Posted: 8 / 12 / 2014
State aid: Commission approves Greek regional aid map 2014-2020
The European Commission has approved under EU state aid rules Greek's map for granting regional development aid between 2014 and 2020. The map is based on the new regional aid guidelines adopted by the Commission in June 2013, which set out the conditions under which Member States can grant state aid to businesses for regional development purposes. The guidelines aim to foster growth and greater cohesion in the Single Market.
A regional aid map defines the regions of a Member State eligible for national regional investment aid under EU state aid rules. It will be in force between 1 July 2014 and 31 December 2020. The map also sets the maximum levels of aid (so-called "aid intensities") that can be granted to regional investment projects carried out by large enterprises in the assisted areas at between 10% and 25% of total investment costs, depending on the area concerned. These intensities can be increased for investments carried out by medium sized enterprises by 10% and for small enterprises by 20%.

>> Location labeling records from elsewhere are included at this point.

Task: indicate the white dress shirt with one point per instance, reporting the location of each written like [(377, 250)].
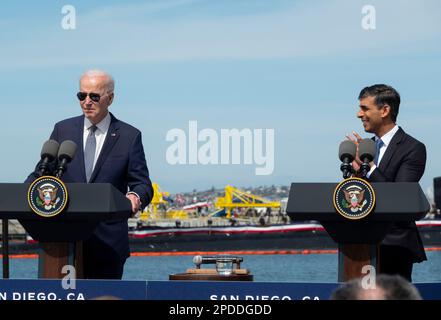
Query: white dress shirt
[(386, 141), (100, 134)]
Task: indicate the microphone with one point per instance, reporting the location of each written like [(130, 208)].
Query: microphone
[(48, 154), (65, 155), (366, 150), (346, 154)]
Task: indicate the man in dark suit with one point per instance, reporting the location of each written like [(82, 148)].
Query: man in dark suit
[(108, 151), (399, 158)]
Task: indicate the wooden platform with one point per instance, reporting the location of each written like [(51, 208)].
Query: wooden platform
[(212, 275)]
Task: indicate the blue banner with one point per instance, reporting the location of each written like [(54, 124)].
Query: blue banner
[(34, 289)]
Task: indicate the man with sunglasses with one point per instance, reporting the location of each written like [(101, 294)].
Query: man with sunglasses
[(109, 151)]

The new regional aid map for Greece will cover its entire territory and 100 % of its population, because the country benefits from the European Stability Mechanism.
Regional aid is meant to benefit the most disadvantaged regions of Europe. Under the new map, seven areas (Anatoliki Makedonia and Thraki, Kentriki Makedonia, Thessalia, Ipeiros, Dytiki Ellada, Peloponnisos and Vorio Aigaio) which have a GDP per capita below 75% of the EU average - covering 56.1% of the population of Greece - will be eligible for regional investment aid.

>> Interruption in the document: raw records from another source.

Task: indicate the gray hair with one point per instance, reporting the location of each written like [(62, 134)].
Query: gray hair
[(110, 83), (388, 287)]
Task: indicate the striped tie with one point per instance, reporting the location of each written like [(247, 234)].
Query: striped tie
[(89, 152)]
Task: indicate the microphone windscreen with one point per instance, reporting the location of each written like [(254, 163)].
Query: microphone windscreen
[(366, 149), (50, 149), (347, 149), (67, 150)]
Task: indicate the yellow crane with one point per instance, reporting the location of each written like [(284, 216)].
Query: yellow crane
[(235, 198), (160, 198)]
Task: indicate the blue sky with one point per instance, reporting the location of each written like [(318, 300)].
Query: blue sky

In the previous period, four more areas had a GDP below 75% of the EU average. In order to ensure a smooth transition, the regions of, Ionia Nisia, Kriti, Dytiki Makedonia and Attiki covering 43.9% of the population of Greece, will continue to be eligible for regional aid until 2020. As from 2018, the maximum aid intensities will be reduced, except for the areas of Kastoria and Florina that share land borders with a country outside the European Economic Area (EEA) and are therefore entitled to keep higher aid intensities.